Even after the cycloramas were completed, new information would prompt modifications to the paintings; one such case was the 1889 addition of the commander of the Army of the Potomac, Gen. George Meade, to the Boston painting after audiences questioned his absence from the canvas. The section of the Cyclorama with Meade and his officers may be seen here. For a detailed look at this, as well as a re-imagining of Gen. Meade’s portrait using artificial intelligence (AI)-based technology, click on the feature to the right.
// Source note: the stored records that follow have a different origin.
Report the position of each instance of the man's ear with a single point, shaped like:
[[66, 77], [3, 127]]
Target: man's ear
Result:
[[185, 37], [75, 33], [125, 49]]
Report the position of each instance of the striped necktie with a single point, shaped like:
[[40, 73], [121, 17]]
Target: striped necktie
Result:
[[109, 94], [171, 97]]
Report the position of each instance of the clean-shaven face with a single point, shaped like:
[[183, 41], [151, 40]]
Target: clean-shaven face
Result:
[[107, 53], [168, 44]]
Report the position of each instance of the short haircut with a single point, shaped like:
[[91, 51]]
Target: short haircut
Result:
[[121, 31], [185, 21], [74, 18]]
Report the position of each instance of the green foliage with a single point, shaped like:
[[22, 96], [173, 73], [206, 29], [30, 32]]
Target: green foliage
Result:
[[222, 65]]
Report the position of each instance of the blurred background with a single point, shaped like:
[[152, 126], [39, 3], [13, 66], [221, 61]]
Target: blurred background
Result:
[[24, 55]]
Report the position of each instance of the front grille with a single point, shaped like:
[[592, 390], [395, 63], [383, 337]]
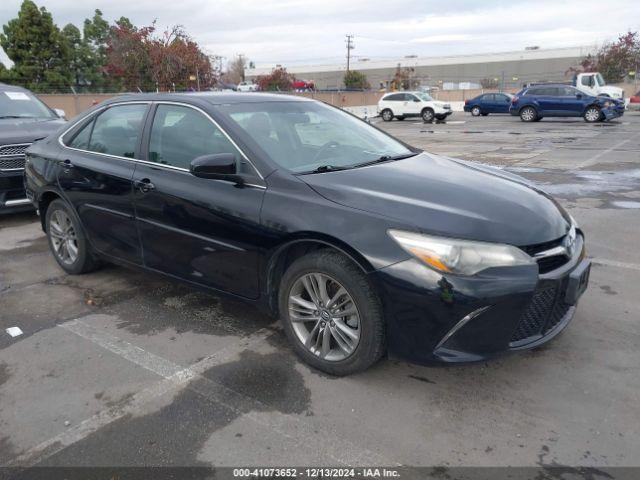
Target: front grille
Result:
[[12, 156], [546, 310], [11, 163], [13, 150]]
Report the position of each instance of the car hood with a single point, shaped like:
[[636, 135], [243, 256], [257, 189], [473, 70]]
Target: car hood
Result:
[[441, 196], [27, 130]]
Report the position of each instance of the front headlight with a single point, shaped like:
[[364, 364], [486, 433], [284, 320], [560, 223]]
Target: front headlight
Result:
[[461, 257]]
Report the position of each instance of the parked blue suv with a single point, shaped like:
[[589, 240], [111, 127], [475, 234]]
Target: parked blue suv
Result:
[[559, 100]]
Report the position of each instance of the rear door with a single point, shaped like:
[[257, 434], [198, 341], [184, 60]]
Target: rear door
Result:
[[95, 175], [201, 230], [501, 103], [572, 101]]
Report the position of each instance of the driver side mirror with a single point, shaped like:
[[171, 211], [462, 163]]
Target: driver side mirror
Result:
[[219, 166]]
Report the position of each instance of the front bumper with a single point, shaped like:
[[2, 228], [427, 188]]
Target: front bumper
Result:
[[433, 317], [12, 194], [613, 112]]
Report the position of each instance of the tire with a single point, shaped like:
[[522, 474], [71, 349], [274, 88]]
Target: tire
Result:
[[592, 114], [427, 115], [63, 227], [528, 114], [333, 270]]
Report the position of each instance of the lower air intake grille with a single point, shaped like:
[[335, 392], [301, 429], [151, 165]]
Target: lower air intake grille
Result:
[[11, 163], [536, 315]]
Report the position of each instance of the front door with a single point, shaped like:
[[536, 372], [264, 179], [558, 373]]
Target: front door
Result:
[[95, 175], [201, 230]]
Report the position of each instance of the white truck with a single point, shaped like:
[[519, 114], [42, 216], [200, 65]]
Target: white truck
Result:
[[593, 84]]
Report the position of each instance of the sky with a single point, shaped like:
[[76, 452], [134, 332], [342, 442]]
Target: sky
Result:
[[291, 32]]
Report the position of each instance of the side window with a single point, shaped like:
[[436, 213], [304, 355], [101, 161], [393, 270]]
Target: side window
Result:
[[81, 140], [116, 131], [180, 134]]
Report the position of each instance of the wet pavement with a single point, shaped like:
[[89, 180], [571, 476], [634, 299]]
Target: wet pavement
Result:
[[123, 368]]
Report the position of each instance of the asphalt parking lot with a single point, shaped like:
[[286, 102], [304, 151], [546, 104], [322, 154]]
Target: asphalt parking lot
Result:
[[123, 368]]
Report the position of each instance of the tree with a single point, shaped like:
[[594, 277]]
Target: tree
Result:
[[235, 70], [356, 80], [278, 80], [38, 49], [614, 60]]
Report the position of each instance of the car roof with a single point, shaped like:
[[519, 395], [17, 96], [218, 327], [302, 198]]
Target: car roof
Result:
[[214, 98], [5, 87]]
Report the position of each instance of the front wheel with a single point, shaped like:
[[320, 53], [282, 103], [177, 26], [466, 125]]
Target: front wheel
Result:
[[331, 313], [528, 114], [427, 115], [67, 240], [592, 114]]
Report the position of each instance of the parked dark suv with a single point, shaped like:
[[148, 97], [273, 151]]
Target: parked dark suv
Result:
[[357, 241], [23, 120], [534, 103]]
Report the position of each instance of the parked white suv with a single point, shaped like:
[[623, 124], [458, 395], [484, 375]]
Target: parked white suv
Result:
[[412, 104], [247, 87]]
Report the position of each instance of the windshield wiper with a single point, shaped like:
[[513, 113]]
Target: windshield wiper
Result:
[[327, 168]]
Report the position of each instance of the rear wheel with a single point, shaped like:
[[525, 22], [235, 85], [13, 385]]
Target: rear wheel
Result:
[[427, 115], [528, 114], [592, 114], [67, 240], [331, 313]]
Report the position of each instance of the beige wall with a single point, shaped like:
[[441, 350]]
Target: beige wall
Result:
[[75, 104]]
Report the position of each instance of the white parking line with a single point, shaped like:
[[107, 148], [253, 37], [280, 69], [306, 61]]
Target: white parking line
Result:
[[306, 434], [614, 263], [594, 159]]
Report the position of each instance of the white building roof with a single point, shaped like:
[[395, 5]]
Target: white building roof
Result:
[[539, 54]]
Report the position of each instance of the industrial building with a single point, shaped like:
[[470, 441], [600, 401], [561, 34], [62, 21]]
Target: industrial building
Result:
[[506, 69]]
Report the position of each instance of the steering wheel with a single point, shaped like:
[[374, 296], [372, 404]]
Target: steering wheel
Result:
[[323, 149]]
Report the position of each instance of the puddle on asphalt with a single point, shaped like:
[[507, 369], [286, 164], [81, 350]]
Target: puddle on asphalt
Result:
[[626, 204]]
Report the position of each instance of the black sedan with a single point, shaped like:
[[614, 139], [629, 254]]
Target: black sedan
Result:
[[488, 103], [359, 243]]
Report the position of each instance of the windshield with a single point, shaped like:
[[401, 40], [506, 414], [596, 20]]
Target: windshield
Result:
[[19, 104], [305, 136], [425, 96]]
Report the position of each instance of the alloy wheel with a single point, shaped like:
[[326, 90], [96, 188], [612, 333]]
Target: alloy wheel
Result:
[[324, 316], [63, 237], [528, 114], [592, 114]]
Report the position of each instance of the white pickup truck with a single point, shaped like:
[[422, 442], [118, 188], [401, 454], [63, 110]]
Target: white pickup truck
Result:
[[593, 84]]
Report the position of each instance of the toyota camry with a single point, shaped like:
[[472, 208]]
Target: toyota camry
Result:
[[359, 243]]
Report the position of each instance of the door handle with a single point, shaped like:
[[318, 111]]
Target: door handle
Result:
[[144, 185], [65, 163]]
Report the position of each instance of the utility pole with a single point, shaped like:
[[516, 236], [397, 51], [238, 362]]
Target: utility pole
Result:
[[350, 46]]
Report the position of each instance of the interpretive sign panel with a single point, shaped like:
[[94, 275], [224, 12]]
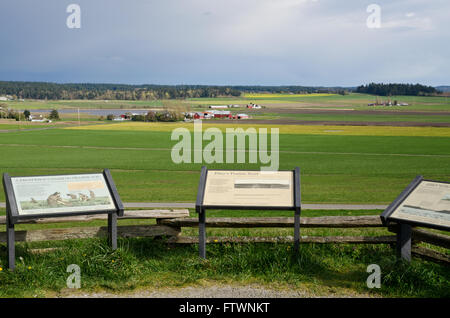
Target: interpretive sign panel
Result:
[[34, 197], [423, 203], [249, 188], [427, 203], [59, 194]]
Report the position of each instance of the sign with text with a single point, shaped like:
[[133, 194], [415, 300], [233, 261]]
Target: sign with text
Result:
[[428, 203], [249, 188], [424, 203], [60, 194], [34, 197]]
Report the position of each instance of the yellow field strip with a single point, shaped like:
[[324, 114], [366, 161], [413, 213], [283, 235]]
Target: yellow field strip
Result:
[[283, 129], [286, 95]]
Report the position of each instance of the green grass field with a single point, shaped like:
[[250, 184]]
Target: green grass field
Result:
[[335, 169], [354, 101], [339, 164]]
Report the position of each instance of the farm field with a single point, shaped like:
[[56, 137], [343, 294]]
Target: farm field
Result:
[[347, 168], [339, 164], [318, 101]]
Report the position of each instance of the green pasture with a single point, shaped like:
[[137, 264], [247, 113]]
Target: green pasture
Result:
[[319, 270], [335, 169], [354, 100]]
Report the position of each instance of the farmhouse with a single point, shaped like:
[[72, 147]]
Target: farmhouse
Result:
[[253, 106], [218, 106], [222, 114]]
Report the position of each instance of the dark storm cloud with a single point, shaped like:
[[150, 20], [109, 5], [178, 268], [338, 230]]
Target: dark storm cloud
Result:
[[305, 42]]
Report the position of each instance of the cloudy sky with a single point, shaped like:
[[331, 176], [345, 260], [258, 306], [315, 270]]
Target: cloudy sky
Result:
[[226, 42]]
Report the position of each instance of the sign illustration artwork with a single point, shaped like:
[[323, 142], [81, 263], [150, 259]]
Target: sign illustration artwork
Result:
[[59, 194]]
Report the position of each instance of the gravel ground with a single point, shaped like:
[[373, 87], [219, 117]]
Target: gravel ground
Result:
[[216, 291]]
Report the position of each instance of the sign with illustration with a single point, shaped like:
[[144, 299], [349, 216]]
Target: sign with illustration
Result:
[[428, 203], [63, 193], [249, 188]]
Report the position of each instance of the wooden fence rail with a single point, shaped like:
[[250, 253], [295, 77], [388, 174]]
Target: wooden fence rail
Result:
[[170, 222], [305, 222]]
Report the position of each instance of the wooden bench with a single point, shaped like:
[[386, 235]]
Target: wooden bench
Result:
[[99, 231]]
As the first cyclorama painting was being completed in Belgium, the building to house it, costing some $40,000—about $1,036,000 in 2021—was under construction in Chicago. It was a windowless octagonal structure, 134 feet in diameter and is 96 feet high. During the day, the light to illuminate the painting came from skylights; at night there was the new marvel of electrical lighting. Yoni Appelbaum wrote that for visitors to the Cyclorama, “It was a frozen slice of the past, shining with the incandescent glow of the future.”

Gen. Meade Media

Click to view Gen. George Meade as seen by painter Paul Philippoteaux, photographer Matthew Brady, and artificial-intelligence technologies.

Building the Diorama

Constructing the Diorama for the Cyclorama.

While the team of perhaps eight to ten artists under the direction of Philippoteaux was completing the painting, another crew of workers was hauling hundreds of wheelbarrow loads of earth into the Cyclorama rotunda. Arranged on this simulated landscape were fence rails, sod, logs, and areas of bare sand. A variety of armaments, vehicles, and battle debris, some damaged as if in an explosion, was distributed on the staged battleground. The artifacts placed closest to the viewing platform were created life-size, but those farther back were made a smaller, until by the edge of the canvas, the objects shared the scale of the painting’s foreground. Ultimately, the foreground objects and landscaping joined with the painting in the background so as to simulate a three-dimensional landscape. An 1886 article from Scientific American, which explains the entire process, may be read here. By October of 1883 the stage was set, literally, for the highly anticipated opening of the Battle of Gettysburg Cyclorama.